1833: In 1833 Parliament finally abolished slavery in the British Caribbean, Mauritius and the Cape. The slave trade had been abolished in 1807 but it took another 26 years to effect the emancipation of the enslaved. The legislation of 1833 was the result of a combination of factors where it was felt that the plantation owners should be compensated for their slaves who were to be freed. The amount of 20 million pounds , a huge amount in those days, was divided up between all slave owners.
John Broderick – absentee/resident – awardee 336 – Antigua (Lower Freeman’s) view -1246 £2,019 lbs 4 s 3 d (122 enslaved).
1851: The Antigua Almanac shows Freeman’s Lower of 365 acres belonging to Inigo Thomas In 1852, this Estate contained 365 acres and 127 slaves.

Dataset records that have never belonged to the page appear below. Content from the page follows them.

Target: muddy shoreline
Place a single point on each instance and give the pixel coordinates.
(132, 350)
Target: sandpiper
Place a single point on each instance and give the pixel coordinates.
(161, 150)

1878: Antonio Joseph Camacho (d.1894) arrived in Antigua from Madeira in the late 1860’s and by 1871 owned A.J. Camacho & Co., an export and merchant business. His son Emanuel O. Camacho inherited the business and was the sole owner in 1918. He owned Briggin’s (22), Herbert’s (20) and Dunning’s (#190) estates between 1871 and 1878 and Jonas (#85), Otto’s (#16) and Langford’s (6) between 1878 and 1891. By 1897, he also owned Wood’s (#12), Lower Freeman’s (#81b) and Oliver’s (#201). By the time he died in 1894, he had over 1600 acres of sugarcane under cultivation and the single largest landowner besides the Maginley family. He was a staunch supporter of the Catholic Church. Martin J. Camacho is listed as part proprietor to his father’s estates in 1898.
Enslaved People’s History
Based on contemporary research, we have little information to share about the enslaved peoples from this plantation at this time. We only know that Lower Freeman’s was awarded £2,019 4 s 3 d for the liberation of 122 enslaved people after the abolition of slavery in the Caribbean. We will continue our quest for more information about these vital individuals.
Legacies of British Slave-ownership claimants: Freeman’s was awarded £2,019 lbs 4 s 3 d for 122 enslaved. Hon. John Brodick was the awardee, Inigo Freeman Thomas was unsuccessful.
- 1690: John Slicer. d.1700.
- 1730: Robert Freeman. Married Mary Slicer, only child of John Slicer. 2nd marriage to John Pearne.
- 1760: Arthur Freeman. b . 1724; d1780. Married Margaret, youngest daughter of Sir GeorgeThomas.
(1777/78 Luffman map)
- 1779: Inigo Thomas. b. 1767; d.1847. 122 slaves.
- 1843: Inigo Freeman Thomas. Changed his name to Thomas in 1789. 1851 Horsford Almanac
- 1872: Mrs. Peter. Also 94 acres in St. George’s Parish.
(1872 Horsford Almanc)
- 1878: W. A. Parker & Co.
- 1891: Antonio Joseph Camacho. d. 1894.
(1891 Henry Martin Adams map)
- 1933: Martin J. Camacho. 1933 Camacho map
- 1943: Antigua Syndicated Estates, Ltd. (ASE).
- 1968: Antigua Government – Crown Land.